Prices start at Rs 2.36 crore ex-showroom and climb past Rs 4.60 crore for the LWB Autobiography tested here, with the SV variants pushing higher still. That is roughly half the cost of a long-wheelbase Mercedes-Maybach S-Class while delivering an arguably superior rear-seat experience, plus genuine off-road ability no sedan can offer. The 50% increase in body rigidity, four-wheel steering, twin 11.4-inch rear screens, Meridian 35-speaker system and tailgate Event Suite are unmatched at any price point.
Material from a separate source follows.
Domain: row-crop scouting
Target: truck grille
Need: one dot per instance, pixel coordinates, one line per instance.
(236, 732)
Resale is among the strongest in the segment. The catch is running cost: insurance, service intervals and tyre replacement on 22-inch rubber are eye-watering, and JLR's patchy network outside metros adds friction. For the right buyer, the Range Rover remains the most complete luxury SUV money can buy in India.
"The cabin packs more motorised luxury features than most cars costing twice as much, every detail has been overengineered."
"This or the S-Class is the choice if you have all the money; comfort and class are unmatched but service network worries remain."
"Beautiful car but burying climate and drive modes inside the touchscreen is a regressive step that hurts usability and safety."
"The Range Rover's rear-seat lounge experience genuinely rivals an S-Class while offering SUV practicality no sedan can match."
"A boss car in the truest sense, engineered with love across five generations and still without a direct rival."
"Used Range Rovers in good condition offer a smarter route in: 2019-2020 cars at Rs 80 lakh to Rs 2.4 crore."
"Aspirational badge appeal remains the single biggest reason buyers stretch their budgets to own one."